The Charles Hosmer Morse Museum of American Art in Winter Park, Florida houses the world's most comprehensive collection of the works of Louis Comfort Tiffany (in Europe it is in Accrington,England) including Tiffany jewelry, pottery, paintings, art glass, leaded-glass windows, lamps, and the chapel interior he designed for the 1893 World's Columbian Exposition in Chicago. After the close of the exposition, a generous benefactor purchased the entire chapel for installation in the crypt of the Cathedral of Saint John the Divine, New York in New York City. As construction on the cathedral continued, the chapel fell into disuse, and in 1916, Tiffany removed the bulk of it to Laurelton Hall. After the 1957 fire, the chapel was rescued by Hugh McKean, a former art student in 1930 at Laurelton Hall, and his wife Jeannette Genius McKean, and now occupies an entire wing of the Morse Museum which they founded. Many glass panels from Laurelton Hall are also there; for many years some were on display in local restaurants and businesses in Central Florida. Some were replaced by full-scale color transparencies after the museum opened. A major exhibit at New York's Metropolitan Museum of Art on Laurelton Hall opened in November 2006. A new exhibit at the New-York Historical Society through 28 May 2007 features new information about the women who worked for Tiffany and their contribution to designs credited to Tiffany. In addition, since 1995 the Queens Museum of Art has featured a permanent collection of Tiffany objects, which continues Tiffany’s presence in Corona, Queens where the company's studios were once located.

The only Tiffany windows outside of the USA are situated at the American Church in Paris on the Quai d'Orsay. They are classified as National Monuments by the French government and were commissioned by Rodman Wanamaker in 1901 for the original American Church building on the right bank of the Seine.

Death

Louis Comfort Tiffany died on January 17, 1933, and is buried in Green-Wood Cemetery in Brooklyn, New York.
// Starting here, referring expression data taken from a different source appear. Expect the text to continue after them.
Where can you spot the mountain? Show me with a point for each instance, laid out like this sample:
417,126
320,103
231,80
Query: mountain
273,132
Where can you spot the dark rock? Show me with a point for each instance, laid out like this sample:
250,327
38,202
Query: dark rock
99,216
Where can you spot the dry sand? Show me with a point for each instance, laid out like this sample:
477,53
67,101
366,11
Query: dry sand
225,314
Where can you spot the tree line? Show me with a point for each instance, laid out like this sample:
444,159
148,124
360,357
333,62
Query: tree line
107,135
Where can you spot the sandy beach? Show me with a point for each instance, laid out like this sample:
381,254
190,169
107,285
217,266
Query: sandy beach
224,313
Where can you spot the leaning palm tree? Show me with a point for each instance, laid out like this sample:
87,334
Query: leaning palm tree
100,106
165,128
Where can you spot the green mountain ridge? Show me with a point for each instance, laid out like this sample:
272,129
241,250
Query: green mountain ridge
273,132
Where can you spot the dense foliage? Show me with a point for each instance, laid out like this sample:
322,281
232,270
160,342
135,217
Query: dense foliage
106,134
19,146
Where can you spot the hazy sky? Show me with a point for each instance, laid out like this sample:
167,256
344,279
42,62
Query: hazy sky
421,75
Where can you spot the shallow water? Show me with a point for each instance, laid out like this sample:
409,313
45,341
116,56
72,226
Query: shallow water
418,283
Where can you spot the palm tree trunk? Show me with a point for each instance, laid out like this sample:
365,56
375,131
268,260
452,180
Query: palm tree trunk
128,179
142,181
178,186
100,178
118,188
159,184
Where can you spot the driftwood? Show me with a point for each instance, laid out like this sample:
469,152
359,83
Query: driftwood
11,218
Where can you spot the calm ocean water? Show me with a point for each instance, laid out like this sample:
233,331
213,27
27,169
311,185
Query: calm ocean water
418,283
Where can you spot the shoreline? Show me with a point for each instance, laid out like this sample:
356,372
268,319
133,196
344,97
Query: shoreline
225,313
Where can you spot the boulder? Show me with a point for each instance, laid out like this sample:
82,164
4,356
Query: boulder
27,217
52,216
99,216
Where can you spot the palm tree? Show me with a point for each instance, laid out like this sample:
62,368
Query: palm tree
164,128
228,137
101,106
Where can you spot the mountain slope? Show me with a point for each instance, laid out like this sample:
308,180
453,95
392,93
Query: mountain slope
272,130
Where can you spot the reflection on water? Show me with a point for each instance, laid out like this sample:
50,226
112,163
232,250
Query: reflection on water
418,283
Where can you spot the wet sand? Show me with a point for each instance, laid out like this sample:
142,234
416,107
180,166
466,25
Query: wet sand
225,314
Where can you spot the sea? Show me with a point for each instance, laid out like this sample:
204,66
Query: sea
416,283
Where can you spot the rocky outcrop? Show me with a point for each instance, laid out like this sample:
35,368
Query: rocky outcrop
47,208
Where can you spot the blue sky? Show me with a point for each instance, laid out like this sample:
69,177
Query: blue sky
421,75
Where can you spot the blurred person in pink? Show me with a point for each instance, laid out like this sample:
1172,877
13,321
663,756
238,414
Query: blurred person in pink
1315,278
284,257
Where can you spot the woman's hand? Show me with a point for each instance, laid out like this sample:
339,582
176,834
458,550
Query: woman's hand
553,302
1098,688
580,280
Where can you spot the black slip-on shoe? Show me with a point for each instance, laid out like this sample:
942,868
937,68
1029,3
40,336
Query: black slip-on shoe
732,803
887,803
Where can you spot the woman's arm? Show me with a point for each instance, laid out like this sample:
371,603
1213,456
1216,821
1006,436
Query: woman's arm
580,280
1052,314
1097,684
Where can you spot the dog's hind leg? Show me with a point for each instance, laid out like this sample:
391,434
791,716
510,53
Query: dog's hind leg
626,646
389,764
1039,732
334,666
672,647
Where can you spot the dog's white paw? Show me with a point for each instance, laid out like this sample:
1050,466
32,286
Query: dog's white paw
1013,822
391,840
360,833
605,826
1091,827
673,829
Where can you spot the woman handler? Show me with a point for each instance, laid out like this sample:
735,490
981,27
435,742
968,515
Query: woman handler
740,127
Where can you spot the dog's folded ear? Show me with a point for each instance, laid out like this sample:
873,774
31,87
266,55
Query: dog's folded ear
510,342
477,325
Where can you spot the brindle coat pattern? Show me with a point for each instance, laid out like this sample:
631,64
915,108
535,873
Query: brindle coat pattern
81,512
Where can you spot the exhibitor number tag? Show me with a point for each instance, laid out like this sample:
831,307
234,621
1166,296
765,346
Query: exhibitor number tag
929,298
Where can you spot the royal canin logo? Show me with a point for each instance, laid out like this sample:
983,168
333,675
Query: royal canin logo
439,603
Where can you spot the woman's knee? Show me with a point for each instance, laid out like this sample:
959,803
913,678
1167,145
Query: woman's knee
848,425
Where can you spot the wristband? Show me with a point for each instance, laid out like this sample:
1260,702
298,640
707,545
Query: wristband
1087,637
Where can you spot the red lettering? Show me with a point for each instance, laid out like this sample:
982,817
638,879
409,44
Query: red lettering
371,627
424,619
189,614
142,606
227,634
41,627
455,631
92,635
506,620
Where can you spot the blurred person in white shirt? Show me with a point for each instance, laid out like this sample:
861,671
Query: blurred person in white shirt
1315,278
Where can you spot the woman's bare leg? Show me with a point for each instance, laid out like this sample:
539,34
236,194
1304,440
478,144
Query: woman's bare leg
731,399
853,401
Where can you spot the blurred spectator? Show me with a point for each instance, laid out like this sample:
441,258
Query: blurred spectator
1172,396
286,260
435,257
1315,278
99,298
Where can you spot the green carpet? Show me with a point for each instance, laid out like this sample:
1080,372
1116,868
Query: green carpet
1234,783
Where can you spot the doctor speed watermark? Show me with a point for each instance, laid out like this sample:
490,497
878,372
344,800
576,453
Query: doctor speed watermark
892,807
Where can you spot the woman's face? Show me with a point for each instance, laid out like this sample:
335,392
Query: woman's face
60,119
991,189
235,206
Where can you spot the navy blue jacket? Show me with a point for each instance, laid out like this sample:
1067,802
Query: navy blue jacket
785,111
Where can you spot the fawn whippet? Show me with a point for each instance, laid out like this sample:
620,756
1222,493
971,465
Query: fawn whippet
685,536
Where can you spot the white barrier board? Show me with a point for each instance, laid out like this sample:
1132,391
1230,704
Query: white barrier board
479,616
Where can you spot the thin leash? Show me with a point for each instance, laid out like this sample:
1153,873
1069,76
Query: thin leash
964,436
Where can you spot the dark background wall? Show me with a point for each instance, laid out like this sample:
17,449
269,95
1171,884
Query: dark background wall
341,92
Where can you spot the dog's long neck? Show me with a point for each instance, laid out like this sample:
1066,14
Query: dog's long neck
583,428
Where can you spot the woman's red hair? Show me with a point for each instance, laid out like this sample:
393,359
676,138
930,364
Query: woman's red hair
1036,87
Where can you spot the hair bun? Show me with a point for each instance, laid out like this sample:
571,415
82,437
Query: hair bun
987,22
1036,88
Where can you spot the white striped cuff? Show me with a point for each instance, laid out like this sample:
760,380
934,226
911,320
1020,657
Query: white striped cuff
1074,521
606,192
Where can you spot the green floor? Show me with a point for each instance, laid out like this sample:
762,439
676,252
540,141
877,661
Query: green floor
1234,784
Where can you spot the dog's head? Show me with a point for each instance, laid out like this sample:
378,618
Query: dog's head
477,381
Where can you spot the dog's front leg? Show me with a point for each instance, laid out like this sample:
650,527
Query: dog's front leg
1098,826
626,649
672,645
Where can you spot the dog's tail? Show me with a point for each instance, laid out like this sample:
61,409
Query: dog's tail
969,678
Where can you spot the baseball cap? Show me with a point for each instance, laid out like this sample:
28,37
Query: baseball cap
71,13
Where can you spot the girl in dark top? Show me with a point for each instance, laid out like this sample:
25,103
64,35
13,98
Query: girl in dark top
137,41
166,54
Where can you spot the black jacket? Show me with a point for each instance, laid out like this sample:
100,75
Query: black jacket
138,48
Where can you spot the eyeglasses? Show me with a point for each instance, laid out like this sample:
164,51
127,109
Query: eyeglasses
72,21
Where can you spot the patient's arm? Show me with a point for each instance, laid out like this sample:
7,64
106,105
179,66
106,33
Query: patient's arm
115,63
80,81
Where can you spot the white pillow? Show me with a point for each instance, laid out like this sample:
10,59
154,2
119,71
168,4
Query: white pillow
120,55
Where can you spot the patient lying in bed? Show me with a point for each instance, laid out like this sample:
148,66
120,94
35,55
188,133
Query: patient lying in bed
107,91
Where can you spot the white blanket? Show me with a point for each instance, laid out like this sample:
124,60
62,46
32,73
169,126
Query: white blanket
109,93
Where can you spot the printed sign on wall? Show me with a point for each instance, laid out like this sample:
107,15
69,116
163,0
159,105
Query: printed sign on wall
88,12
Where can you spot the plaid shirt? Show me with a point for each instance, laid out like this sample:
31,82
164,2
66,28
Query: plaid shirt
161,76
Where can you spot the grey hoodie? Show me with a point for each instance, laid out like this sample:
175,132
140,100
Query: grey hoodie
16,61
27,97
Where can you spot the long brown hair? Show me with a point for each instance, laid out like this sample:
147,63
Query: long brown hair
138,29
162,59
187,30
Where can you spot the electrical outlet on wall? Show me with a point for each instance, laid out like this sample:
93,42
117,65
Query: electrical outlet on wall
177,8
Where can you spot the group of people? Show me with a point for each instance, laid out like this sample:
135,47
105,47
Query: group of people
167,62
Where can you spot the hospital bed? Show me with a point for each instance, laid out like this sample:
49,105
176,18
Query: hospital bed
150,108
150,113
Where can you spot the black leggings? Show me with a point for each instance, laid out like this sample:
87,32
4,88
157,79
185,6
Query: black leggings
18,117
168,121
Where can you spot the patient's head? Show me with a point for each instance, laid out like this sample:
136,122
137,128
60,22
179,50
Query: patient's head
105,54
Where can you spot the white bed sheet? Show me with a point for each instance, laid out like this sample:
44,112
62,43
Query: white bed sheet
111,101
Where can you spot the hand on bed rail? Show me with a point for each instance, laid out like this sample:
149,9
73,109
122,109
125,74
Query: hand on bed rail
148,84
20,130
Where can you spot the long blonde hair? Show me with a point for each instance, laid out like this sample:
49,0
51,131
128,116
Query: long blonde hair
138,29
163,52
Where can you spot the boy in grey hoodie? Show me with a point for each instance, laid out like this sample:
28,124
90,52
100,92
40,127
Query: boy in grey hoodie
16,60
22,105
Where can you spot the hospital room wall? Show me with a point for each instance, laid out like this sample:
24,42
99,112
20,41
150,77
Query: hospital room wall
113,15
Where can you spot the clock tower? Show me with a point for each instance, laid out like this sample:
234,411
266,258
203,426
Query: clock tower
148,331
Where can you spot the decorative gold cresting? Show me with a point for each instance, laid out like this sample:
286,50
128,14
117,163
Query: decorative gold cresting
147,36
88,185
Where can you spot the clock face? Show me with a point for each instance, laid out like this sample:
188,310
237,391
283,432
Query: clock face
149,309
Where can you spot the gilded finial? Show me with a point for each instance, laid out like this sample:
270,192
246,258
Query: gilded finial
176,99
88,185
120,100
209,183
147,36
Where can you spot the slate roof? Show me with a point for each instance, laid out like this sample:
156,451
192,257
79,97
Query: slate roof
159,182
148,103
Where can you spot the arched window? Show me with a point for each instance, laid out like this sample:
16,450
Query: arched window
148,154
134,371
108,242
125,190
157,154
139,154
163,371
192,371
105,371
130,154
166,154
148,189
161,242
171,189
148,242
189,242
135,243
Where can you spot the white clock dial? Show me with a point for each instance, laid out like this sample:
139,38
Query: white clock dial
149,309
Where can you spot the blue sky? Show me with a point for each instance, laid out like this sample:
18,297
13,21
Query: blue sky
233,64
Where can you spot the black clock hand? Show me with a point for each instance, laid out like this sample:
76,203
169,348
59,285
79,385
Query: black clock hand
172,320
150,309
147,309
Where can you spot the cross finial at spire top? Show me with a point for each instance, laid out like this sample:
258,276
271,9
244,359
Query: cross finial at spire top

Examples of Tiffany's work

Tiffany glass is the generic name used here to describe the many and varied types of glass developed and produced from 1878 to 1933 at the Tiffany Studios, by Louis Comfort Tiffany. However, it is his head designer until 1909, Clara Driscoll, who is the person now recognized as the real creator of the finest of the leaded glass Tiffany Lamps. They are now both remembered as the most famous stained glass artists of the United States and possibly the world at that time.

In 1865, Tiffany traveled to Europe and in London he visited the Victoria and Albert Museum, whose extensive collection of Roman and Syrian glass made a deep impression on him. He admired the coloration of medieval glass and was convinced that the quality of contemporary glass could be improved upon.

In his own words, the "Rich tones are due in part to the use of pot metal full of impurities, and in part to the uneven thickness of the glass, but still more because the glass maker of that day abstained from the use of paint".

Tiffany was an interior designer, and in 1878 his interest turned towards the creation of stained glass, when he opened his own studio and glass foundry because he was unable to find the types of glass that he desired in interior decoration. His inventiveness both as a designer of windows and as a producer of the material with which to create them was to become renowned.

Tiffany wanted the glass itself to transmit texture and rich colors and he developed a type of glass he called Favrile. Some of the most significant products of Tiffany's glass manufacture are described here.

Girl with Cherry Blossoms illustrates many types of glass employed by Tiffany including elaborate polychrome painting of the face, drapery glass for the dress, opalescent glass for the blossoms, streaky glass in the border, fracture-streamer glass in the background and what may be iridescent glass in the beads.

Types of Tiffany glass

Opalescent glass

The term opalescent glass is commonly used to describe glass where more than one color is present, being fused during the manufacture, as against flashed glass in which two colors may be laminated, or silver stained glass where a solution of silver nitrate is superficially applied, turning red glass to orange and blue glass to green. Some opalescent glass was used by several stained glass studios in England from the 1860s and 1870s onwards, notably Heaton, Butler and Bayne. Its use became increasingly common. Opalescent glass is the basis for the range of glasses created by Tiffany.

Favrile glass

Tiffany patented Favrile glass in 1880. The trade name Favrile was derived from the French word, fabrile, meaning handcrafted.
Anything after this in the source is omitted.